Both involve dams and hydroelectric power in the 1930s, so they blur together fast. The difference is origin and scope. Hoover Dam was a single project authorized in 1928 under the Boulder Canyon Project Act, before the New Deal existed. The TVA was a New Deal agency created in 1933 that built an entire system of dams to develop the Tennessee Valley region. If the question is about FDR creating a new federal agency for regional planning, that's TVA. If it's about a pre-New Deal western water project finished during the Depression, that's Hoover Dam.

## Key Takeaways

- Hoover Dam was authorized by the Boulder Canyon Project Act in 1928, built from 1931 to 1936, and provided flood control, hydroelectric power, and water storage for the Southwest.
- The dam was approved before the Great Depression began, but it became a major source of jobs during the worst Depression years, bridging Hoover's presidency and FDR's New Deal.
- On the exam, Hoover Dam works as specific evidence for KC-7.1.III, the idea that 1930s policymakers expanded federal power and moved the U.S. toward a limited welfare state.
- Don't confuse it with the TVA, which was a New Deal agency created in 1933 to develop the entire Tennessee Valley, not a single pre-New Deal project.
- Federal water and power projects like Hoover Dam permanently changed the American West by making large-scale farming and city growth possible in arid regions.

## FAQs

### What is Hoover Dam and why was it built?

Hoover Dam is a concrete arch-gravity dam on the Colorado River between Nevada and Arizona, completed in 1936. Congress authorized it in 1928 to provide flood control, hydroelectric power, and water storage for the arid Southwest, and during the Depression it also became a massive source of federal jobs.

### Was Hoover Dam a New Deal program?

Not originally. It was authorized by the Boulder Canyon Project Act in 1928, before the Depression even started, and construction began in 1931 under President Hoover. FDR's administration continued and celebrated the project, so it's best described as a pre-New Deal project that the New Deal era embraced.

### How is Hoover Dam different from the TVA?

Hoover Dam was a single project authorized in 1928 on the Colorado River, while the TVA was a New Deal agency created in 1933 that built a whole network of dams to develop the Tennessee Valley. One is a project that predates the New Deal; the other is a New Deal regional planning agency.

### Why is Hoover Dam important for APUSH?

It's tangible evidence for learning objective APUSH 7.9.A and KC-7.1.III, the shift toward a [limited welfare state](/apush/unit-7/context-20th-century-global-conflicts/study-guide/4AKsCOPpRLPL2usRPyD6 "fv-autolink") in the 1930s.
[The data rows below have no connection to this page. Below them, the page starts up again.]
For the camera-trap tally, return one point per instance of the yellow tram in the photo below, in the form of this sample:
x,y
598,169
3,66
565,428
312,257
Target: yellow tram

Use it in essays as a specific example of the federal government directly employing workers and reshaping the economy during the Great Depression.

### When was Hoover Dam finished and who built it?

It was completed in 1936 after construction began in 1931. Thousands of workers, many drawn by Depression-era unemployment, built it under federal contracts, and the government built Boulder City to house them.